Algerische Vertreter steigen in Évian aus einem Hubschrauber.
Schweizer Hubschrauber sorgten für einen sicheren Transfer zum Verhandlungsort von einem Ufer des Genfersees zum anderen. © DODIS

Die Schweiz als Vermittlerin im Hintergrund

Als Vermittlerin nahm die Schweiz nicht direkt an den Gesprächen teil, leistete aber einen bedeutenden Beitrag.

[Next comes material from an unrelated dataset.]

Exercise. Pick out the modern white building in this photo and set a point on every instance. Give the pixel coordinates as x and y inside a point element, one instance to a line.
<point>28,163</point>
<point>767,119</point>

Indem sie die Treffen aus logistischer und sicherheitstechnischer Sicht ermöglichte und eine unparteiische Kommunikation zwischen beiden Seiten sicherstellte, sorgte sie für das erforderliche Vertrauen, das für das Zustandekommen eines Abkommens unerlässlich ist.

Nach dem Treffen in Veyrier fanden weitere Verhandlungen statt, zunächst in Évian zwischen Mai und Juni 1961 und dann im Juli 1961 in Lugrin (Frankreich), ohne dass die Parteien zu einer Einigung gelangten. Olivier Long und sein Diplomatenteam organisierten weitere Geheimgespräche zwischen den beiden Parteien, die sich im März 1962 erneut in Évian trafen. Die algerische Delegation wurde in Signal de Bougy (Waadt) untergebracht, und Schweizer Hubschrauber sorgten für einen sicheren Transport zum Verhandlungsort auf der anderen Seite des Genfersees.

Vor diesem Hintergrund wurde schliesslich am 18. März 1962 das Abkommen von Évian unterzeichnet. Die Arbeit von Olivier Long und der Schweizer Diplomatie wurde in der Weltöffentlichkeit sofort anerkannt. Erstens sorgte die Schweiz für die Aufrechterhaltung eines Kommunikationskanals zwischen den beiden Parteien. Und zweitens war die Schweiz logistisch in der Lage, den Wünschen der algerischen Delegation, nicht in Frankreich untergebracht zu werden, und der Franzosen, auf ihrem Territorium zu verhandeln, entgegenzukommen und gleichzeitig eine lückenlose Sicherheit zu gewährleisten. Aus all diesen Gründen ist das Abkommen von Évian ein herausragendes Beispiel der Politik der Guten Dienste der Schweiz.